Women's Studies is an academic discipline that uses the social construction of gender as the framework for understanding the social and cultural milieu in which women live. This framework includes an examination of gender in the context of diversity, including the variables of class, race, age, ethnicity, nationality, and sexual identity.
The mission of the Women's Studies program is to stimulate an on-going campus-wide examination of diversity issues focused on but not limited to gender, provide students with a critical framework with which to examine themselves and their society, promote interdisciplinary research that incorporates the social construction of gender, and prepare students for careers in women's organizations or service agencies. This mission is addressed by a faculty drawn from sixteen departments in three colleges.
Women's Studies courses require students to read, write, discuss, and think critically. In addition, they invite and sometimes require that students link knowledge to social action appropriate to the needs of either the University or local community. Materials drawn from the arts, humanities, social sciences, sciences, and human service professions as well as from people of different gender, social class, race, age, ethnicity, nationality, and sexual identity require students to examine how the social construction of gender has affected their own choices in life as well as the distribution of power and resources in society. The instructional methods used place emphasis on the active involvement of students and explicitly value knowledge gained through life experiences in addition to the knowledge base of the discipline.
The Women's Studies program serves the general student population through the provision of one introductory and two upper-level courses approved for general education credit as well as through cross-listed courses from fifteen different departments. The introductory course serves approximately 600 students per year. The two upper-level courses approved for general education serve about sixty students per year. Eight to ten cross-listed courses available each semester serve another 600 students each year. Students who choose to add a concentration in Women's Studies to their academic program can complete a minor (15 credit hours), secondary major (24 credit hours), and/or graduate certificate (12 credit hours). Sixty students are working toward a minor and forty students are working toward the secondary major. Eight graduate students are working on the graduate certificate. Both undergraduate programs require courses from at least two disciplines other than Women's Studies. The graduate certificate requires an interdisciplinary seminar on feminist thought and practice.
Research conducted by members of the Women's Studies faculty collectively contributes to the scholarship of knowledge, instruction, and application. With regard to knowledge, research addresses: (1) the addition of new knowledge through the examination of women as a separate population, (2) the development of critical perspectives through the examination of women's involvement and influence in society, and (3) the integration of emerging theory on gender into the knowledge base that underlies the University's academic program. With regard to instruction, research addresses the critical thinking skills and competencies needed by students in order to understand and evaluate gender-based perspectives of social organizations and society. Finally, faculty affiliated with the human services profession conduct research on the need for, impact, and effectiveness of a wide range of social agencies, including schools, crisis intervention centers, life skills programs for women on welfare, etc. A wide range of research frameworks are both respected and valued. The intended consumers of research include individuals, social organizations, and communities as well as those who work in traditional academic fields.
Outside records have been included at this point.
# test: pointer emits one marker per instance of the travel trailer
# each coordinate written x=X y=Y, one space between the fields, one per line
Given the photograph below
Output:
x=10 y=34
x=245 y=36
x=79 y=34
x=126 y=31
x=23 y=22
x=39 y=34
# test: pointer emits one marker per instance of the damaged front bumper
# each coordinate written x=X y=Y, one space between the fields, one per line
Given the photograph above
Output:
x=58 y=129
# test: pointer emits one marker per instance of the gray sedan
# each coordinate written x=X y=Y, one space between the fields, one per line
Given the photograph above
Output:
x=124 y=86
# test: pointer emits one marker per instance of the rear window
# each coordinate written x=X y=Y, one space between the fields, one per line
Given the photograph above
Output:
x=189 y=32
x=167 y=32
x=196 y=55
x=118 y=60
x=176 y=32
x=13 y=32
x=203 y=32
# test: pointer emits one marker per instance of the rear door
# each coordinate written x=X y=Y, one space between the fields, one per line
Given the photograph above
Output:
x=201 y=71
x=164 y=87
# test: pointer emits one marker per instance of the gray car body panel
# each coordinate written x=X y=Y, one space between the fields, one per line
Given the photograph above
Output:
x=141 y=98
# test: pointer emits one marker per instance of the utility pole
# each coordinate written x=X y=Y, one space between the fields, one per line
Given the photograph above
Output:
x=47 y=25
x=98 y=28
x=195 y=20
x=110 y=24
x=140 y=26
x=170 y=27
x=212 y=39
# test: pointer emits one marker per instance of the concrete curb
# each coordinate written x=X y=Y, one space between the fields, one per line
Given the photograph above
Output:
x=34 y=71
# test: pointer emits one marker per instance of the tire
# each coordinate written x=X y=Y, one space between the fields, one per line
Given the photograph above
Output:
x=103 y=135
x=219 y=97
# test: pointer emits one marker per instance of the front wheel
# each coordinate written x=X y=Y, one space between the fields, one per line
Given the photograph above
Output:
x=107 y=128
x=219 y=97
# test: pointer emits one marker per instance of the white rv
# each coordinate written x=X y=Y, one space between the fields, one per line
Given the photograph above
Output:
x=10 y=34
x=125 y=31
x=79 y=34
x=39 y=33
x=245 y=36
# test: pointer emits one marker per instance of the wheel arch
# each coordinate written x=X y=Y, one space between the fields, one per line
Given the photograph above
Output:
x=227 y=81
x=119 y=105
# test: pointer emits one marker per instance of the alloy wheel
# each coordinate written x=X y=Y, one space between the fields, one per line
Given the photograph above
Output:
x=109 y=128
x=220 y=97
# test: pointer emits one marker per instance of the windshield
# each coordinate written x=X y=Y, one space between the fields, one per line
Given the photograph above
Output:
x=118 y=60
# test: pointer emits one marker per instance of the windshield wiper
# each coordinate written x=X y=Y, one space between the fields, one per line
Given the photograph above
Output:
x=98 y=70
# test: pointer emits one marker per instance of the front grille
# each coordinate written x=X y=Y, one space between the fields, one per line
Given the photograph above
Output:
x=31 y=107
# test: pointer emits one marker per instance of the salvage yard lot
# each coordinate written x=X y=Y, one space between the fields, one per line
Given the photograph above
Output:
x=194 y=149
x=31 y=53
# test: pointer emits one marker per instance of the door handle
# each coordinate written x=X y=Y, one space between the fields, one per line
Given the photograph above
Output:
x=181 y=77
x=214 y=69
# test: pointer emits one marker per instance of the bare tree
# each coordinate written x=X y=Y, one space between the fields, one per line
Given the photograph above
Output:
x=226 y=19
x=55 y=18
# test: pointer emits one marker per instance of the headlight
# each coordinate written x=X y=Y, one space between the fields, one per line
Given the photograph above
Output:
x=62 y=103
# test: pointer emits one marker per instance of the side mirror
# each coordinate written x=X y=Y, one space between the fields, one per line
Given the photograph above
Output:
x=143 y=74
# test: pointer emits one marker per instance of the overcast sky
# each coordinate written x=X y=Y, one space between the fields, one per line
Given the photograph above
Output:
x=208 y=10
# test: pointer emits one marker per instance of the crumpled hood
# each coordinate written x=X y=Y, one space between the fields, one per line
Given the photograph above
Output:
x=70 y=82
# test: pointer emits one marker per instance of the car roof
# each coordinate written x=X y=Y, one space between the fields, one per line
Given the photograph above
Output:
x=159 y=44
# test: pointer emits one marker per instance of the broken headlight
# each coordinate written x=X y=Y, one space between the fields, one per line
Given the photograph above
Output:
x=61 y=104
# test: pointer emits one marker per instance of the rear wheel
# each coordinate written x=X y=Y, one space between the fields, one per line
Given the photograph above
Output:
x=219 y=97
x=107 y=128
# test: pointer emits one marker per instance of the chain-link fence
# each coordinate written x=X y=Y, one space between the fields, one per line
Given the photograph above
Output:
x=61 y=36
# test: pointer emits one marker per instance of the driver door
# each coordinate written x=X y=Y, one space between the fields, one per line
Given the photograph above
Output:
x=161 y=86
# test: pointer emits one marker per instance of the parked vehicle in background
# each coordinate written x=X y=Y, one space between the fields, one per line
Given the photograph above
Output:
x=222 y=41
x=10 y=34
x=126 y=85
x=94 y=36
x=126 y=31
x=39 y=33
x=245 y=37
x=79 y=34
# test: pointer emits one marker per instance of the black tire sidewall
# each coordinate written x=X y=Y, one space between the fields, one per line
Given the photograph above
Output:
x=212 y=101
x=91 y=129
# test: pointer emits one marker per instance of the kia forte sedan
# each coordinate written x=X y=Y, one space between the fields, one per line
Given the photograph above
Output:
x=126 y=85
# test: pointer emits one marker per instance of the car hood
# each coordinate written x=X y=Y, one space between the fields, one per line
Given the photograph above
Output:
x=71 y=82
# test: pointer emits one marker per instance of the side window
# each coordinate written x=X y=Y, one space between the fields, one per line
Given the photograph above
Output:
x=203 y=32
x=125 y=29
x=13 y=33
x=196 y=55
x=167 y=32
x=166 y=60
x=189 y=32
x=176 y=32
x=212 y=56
Service is emphasized in the Women's Studies Program. All faculty members are expected to contribute to the routine governance of the program, college, and university though committee assignments and to their academic discipline through participation in regional, national, and international meetings. Women's Studies faculty members also serve as a resource to University efforts to reflect on its own programs, practices, and governing structures in terms of diversity. Faculty members serve on the President's Commission on the Status of Women, Gender Equity Committee, University Campaign for Non-Violence, and Ordinary Women (a student organization). In addition, faculty members routinely make presentations on women's issues to student organizations and living groups. Finally, faculty members serve the local community through affiliation with or direct service to agencies such as the Women's Crisis Center.